<kenaan>
mattip py3.6 777ad5f524c1 /pypy/: merge default into py3.6
<kenaan>
mattip py3.6 60d99c821291 /pypy/module/_multiprocessing/test/test_semaphore.py: fix test for python3
ronan has quit [Ping timeout: 258 seconds]
ronan has joined #pypy
jacob22 has joined #pypy
<lritter>
i'm looking to augment the LLVM backend for my partially JITed language because compile perf is *awful*, and it occurred to me that folks here might have some experience with different backends.
<lritter>
the alternatives i'm seriously considering atm are libjit, libgccjit or libtcc. what i don't know is which one has the best bang for buck i.e. outperforms LLVM in compile speed, while still providing a reasonable amount of execution performance
<lritter>
libtcc currently looks the most enticing... it's not fairly fast, but iirc it compiles quickly, but also quite importantly, in a pinch it could replace the clang C bridge that we use
<simpson>
lritter: It seems like you're looking at a very flexible range of choices; have you seen QBE, by chance?

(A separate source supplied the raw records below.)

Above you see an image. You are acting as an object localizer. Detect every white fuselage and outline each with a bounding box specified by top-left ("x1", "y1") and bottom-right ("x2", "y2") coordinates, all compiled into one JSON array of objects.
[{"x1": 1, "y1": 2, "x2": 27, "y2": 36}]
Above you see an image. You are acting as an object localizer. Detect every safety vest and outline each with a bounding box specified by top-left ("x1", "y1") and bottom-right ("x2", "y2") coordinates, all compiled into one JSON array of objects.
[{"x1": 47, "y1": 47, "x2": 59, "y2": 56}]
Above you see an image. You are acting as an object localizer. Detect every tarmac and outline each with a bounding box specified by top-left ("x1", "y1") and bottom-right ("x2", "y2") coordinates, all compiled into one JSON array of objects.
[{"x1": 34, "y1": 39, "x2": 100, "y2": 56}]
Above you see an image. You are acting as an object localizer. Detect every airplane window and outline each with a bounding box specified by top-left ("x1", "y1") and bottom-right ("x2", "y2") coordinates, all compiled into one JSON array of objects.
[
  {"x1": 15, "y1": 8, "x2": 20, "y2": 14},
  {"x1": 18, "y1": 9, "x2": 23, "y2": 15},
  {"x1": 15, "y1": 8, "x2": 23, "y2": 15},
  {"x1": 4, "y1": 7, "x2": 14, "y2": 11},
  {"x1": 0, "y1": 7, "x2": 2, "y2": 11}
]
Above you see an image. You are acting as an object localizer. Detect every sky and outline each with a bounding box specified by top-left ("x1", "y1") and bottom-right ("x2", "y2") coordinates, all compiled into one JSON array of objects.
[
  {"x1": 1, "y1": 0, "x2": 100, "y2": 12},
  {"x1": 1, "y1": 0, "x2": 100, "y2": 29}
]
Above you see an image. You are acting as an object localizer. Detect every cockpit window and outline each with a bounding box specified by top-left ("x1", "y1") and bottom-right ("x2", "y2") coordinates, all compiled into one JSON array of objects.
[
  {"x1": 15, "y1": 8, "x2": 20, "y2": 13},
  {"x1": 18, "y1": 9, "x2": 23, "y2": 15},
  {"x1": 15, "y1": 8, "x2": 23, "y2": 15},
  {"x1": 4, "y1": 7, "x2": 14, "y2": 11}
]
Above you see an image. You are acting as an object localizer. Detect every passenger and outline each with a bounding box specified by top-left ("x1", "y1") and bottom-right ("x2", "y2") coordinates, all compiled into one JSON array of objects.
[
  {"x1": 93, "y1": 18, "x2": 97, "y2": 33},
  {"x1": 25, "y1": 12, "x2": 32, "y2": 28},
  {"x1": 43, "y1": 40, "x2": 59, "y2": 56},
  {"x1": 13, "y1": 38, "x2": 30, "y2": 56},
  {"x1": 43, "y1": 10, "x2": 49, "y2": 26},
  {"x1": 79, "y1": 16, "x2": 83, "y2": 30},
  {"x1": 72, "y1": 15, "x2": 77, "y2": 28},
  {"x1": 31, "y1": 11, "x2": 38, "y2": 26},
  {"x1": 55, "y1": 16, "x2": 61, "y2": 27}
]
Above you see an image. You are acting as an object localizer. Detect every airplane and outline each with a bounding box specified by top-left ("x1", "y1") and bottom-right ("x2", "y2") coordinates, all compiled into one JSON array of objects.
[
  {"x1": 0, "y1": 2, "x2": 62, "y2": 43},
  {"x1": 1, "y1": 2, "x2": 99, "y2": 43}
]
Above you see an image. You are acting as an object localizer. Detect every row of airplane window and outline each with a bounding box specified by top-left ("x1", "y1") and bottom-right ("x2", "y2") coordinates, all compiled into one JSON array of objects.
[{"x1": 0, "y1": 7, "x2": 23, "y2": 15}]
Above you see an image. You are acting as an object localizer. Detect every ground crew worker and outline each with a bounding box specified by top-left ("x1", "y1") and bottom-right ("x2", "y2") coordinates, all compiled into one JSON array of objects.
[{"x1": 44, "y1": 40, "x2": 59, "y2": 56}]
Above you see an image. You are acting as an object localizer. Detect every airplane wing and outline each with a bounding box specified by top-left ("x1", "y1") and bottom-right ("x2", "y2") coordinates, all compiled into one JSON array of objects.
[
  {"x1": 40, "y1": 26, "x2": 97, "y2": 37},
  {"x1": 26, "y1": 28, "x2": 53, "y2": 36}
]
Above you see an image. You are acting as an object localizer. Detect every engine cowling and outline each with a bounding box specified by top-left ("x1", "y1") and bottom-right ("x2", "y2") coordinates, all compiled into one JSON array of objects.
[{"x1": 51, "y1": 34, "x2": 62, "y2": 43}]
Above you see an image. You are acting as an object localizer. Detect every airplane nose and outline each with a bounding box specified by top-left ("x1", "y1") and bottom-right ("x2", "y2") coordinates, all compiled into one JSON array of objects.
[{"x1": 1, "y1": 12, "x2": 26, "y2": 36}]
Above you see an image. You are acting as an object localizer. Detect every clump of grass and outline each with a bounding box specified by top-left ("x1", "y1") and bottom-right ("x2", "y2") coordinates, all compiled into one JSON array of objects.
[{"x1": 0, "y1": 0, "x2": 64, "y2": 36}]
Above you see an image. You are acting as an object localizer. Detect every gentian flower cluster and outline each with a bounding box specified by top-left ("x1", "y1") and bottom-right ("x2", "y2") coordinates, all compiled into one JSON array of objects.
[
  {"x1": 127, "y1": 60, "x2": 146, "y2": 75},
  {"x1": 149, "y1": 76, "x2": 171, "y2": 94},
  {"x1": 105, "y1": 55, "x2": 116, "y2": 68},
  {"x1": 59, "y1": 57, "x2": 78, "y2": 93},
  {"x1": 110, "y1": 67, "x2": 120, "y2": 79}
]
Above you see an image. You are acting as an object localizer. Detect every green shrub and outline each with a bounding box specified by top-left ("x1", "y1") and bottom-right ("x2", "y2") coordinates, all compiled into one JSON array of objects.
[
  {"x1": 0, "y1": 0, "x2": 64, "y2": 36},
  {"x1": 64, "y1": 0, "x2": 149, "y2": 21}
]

It's another LLVM-but-smaller library: https://c9x.me/compile/
<lritter>
libgccjit could perhaps even act as a permanent replacement, but gcc itself is still GPL and that's going to be a problem w. shipping
<lritter>
simpson, yes i did. tbh the API just made me go ???
<lritter>
i also looked at libfirm, same.
<lritter>
but QBE is the most liberally licensed option which definitely is a plus.
<simpson>
BTW, there's a thesis recently going around that only a small handful of transformations are necessary to get an 80/20 tradeoff in optimizers. It could be that you only need those optimizations during JIT; certainly ISTM that this list is precisely the list that RPython uses.

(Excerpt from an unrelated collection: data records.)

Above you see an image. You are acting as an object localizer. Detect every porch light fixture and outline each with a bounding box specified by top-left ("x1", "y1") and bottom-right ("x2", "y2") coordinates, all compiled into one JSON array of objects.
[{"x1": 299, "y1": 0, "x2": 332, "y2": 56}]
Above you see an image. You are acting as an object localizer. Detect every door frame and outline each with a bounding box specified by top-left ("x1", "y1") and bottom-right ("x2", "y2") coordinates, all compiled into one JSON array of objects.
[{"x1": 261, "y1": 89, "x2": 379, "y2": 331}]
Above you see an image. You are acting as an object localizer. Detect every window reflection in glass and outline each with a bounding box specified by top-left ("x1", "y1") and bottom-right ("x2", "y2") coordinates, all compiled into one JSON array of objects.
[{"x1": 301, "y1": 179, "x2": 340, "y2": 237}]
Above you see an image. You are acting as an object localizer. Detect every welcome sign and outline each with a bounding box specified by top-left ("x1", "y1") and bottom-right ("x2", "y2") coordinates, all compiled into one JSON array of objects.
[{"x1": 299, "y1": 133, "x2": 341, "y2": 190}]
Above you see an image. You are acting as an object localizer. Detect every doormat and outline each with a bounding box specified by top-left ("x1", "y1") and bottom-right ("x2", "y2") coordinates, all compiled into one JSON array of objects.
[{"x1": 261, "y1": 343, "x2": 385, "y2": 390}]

marky1991 has joined #pypy
<lritter>
the jit is mostly needed to produce AST and syntax transform functions, actual program code is supposed to be compiled with big boy pants ;)
<lritter>
we currently have 1.2s of startup time which is spent 90% in llvm... a lot of it is code that is executed once then thrown away
<lritter>
if i can't solve this with middleware i won't.
<simpson>
Have you checked which LLVM passes are being used? ISTR that by default they select passes that are heavy, aimed at C++.
<lritter>
simpson, it's definitely -O0. i've done there everything i could.
<lritter>
1.2s without any optimizations, 1.7s with.
<lritter>
i think what it comes down to is deciding in which order i'm going to write & test backends :|
<lritter>
starting with libtcc would have the most benefit as having a C backend is never bad
<lritter>
plus if it's already good enough i might even use it for the C bridge.
<lritter>
what also matters is the kind of output you get when you break in GDB. LLVM is pretty good in that regard.
<lritter>
but if that fails, what to try next? QBE doesn't really look like it does online compilation well.
<lritter>
libjit is smaller than libgccjit and has the better license so i'd try that i guess
<simpson>
I bet that QBE's author would support adding part of the online API, but they might ask you to provide the JIT bits and write some C.
<simpson>
They're targeting BSDs IIUC, where JIT memory needs brush up against the system security policy.
<lritter>
ok, so tcc's GDB support at runtime is non-existent. it does work offline though.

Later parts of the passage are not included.